未经评估:在这里,我们研究了一位女性指数患者,出生于一对有血缘关系的巴基斯坦夫妇,显示ID的临床症状,共济失调,低张力,发育迟缓,癫痫发作,言语异常,和攻击性行为。进行全外显子组测序(WES)结合Sanger测序用于分子诊断。Further,进行3D蛋白质建模以观察变体对蛋白质结构的影响。
未经鉴定:WES在ANK3基因中鉴定出一种新的纯合错义变体(c.178T>C;p.Tyr60His)。计算机模拟分析和3维(3D)蛋白质建模支持该变体对编码蛋白质的有害影响,这损害了蛋白质的整体结构和功能。
UNASSIGNED:我们的发现支持ANK3基因的临床和遗传多样性,作为ID综合征的一个似是而非的候选基因。智力是一种复杂的多基因人类特征,理解学习和记忆中涉及的分子和生物学途径可以解决认知如何发展的复杂难题。

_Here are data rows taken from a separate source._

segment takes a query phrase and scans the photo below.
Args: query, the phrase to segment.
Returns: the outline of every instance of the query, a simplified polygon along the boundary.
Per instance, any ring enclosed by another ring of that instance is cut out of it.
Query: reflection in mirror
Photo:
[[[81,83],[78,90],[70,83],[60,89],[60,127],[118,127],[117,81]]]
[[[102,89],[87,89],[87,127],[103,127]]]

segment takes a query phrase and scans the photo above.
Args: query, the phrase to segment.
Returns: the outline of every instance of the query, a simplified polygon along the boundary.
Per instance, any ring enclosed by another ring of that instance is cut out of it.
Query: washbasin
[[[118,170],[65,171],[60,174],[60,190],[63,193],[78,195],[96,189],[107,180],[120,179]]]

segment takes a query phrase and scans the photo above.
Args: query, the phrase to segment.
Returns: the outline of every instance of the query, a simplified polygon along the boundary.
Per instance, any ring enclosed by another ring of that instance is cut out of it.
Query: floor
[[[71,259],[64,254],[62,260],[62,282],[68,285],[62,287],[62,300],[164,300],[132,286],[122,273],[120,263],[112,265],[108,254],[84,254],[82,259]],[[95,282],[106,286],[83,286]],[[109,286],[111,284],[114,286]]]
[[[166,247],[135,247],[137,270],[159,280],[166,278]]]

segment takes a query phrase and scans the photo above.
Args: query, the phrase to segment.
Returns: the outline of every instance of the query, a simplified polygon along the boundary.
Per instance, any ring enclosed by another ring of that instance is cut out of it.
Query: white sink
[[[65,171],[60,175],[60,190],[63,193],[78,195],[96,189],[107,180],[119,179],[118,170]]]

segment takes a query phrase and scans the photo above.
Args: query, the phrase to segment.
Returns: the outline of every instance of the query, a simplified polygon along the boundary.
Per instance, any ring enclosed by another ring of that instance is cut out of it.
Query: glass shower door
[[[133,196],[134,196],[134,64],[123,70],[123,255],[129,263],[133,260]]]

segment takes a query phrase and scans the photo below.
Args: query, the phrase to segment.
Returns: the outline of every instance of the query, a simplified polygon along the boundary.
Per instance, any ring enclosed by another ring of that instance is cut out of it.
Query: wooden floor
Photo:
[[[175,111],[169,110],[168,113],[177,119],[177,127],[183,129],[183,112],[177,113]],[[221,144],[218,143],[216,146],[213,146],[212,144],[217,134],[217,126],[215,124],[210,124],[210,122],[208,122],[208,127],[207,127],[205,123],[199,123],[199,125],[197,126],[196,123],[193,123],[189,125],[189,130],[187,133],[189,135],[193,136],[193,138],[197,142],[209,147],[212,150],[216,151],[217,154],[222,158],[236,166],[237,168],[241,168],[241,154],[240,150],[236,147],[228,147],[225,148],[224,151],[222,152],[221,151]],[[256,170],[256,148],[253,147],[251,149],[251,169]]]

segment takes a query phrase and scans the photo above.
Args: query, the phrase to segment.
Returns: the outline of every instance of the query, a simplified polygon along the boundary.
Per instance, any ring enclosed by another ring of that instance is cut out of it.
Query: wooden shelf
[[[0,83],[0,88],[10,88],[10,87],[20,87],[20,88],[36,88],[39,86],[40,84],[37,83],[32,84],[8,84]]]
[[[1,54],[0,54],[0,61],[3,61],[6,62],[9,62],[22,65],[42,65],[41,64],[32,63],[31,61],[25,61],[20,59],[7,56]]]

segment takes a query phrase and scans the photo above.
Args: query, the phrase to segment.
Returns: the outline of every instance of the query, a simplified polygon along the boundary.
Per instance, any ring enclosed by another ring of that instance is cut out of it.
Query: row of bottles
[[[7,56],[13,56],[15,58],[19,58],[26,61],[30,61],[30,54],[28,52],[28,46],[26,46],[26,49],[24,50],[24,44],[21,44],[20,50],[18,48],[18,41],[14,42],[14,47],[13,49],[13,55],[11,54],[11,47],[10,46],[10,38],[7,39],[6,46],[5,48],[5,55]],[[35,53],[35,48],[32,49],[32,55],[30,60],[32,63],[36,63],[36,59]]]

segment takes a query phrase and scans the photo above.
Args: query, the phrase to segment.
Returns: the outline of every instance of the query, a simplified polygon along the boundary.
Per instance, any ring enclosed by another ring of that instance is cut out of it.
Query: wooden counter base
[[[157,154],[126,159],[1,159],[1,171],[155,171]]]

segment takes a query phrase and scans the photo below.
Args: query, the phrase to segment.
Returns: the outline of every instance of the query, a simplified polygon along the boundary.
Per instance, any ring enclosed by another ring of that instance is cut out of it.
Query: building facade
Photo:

智力残疾(ID)被定义为个体在发病初期的学习和适应行为的缺陷[美国精神病学协会,2013].它是主要的医学之一,和认知障碍在全球人口中的患病率为1-3%[伦纳德和温,2002].ID通常存在于其他残疾的精神疾病中,如自闭症,注意缺陷多动障碍,癫痫,精神分裂症,双相情感障碍,或抑郁症。几乎一半的病例似乎具有从细胞遗传学可见异常到单基因缺陷的遗传解释[弗林特,2001;Ropers,2010;Tucker-Drob等人。,2013].智力残疾是一种遗传异质性的疾病,已经鉴定出700多个基因单独或作为综合征的一部分引起ID。X连锁ID的研究已经确定了X染色体上100多个在认知中起作用的致病基因;然而,对ID的常染色体病因的研究仍在进行中[Vissers等人。,2016].
未经评估:在这里,我们研究了一位女性指数患者,
未经鉴定:WES在ANK3基因中鉴定出一种新的纯合错义变体(c.178T>C;p.Tyr60His)。
UNASSIGNED:我们的发现支持ANK3基因的临床和遗传多样性,作为ID综合征的一个似是而非的候选基因。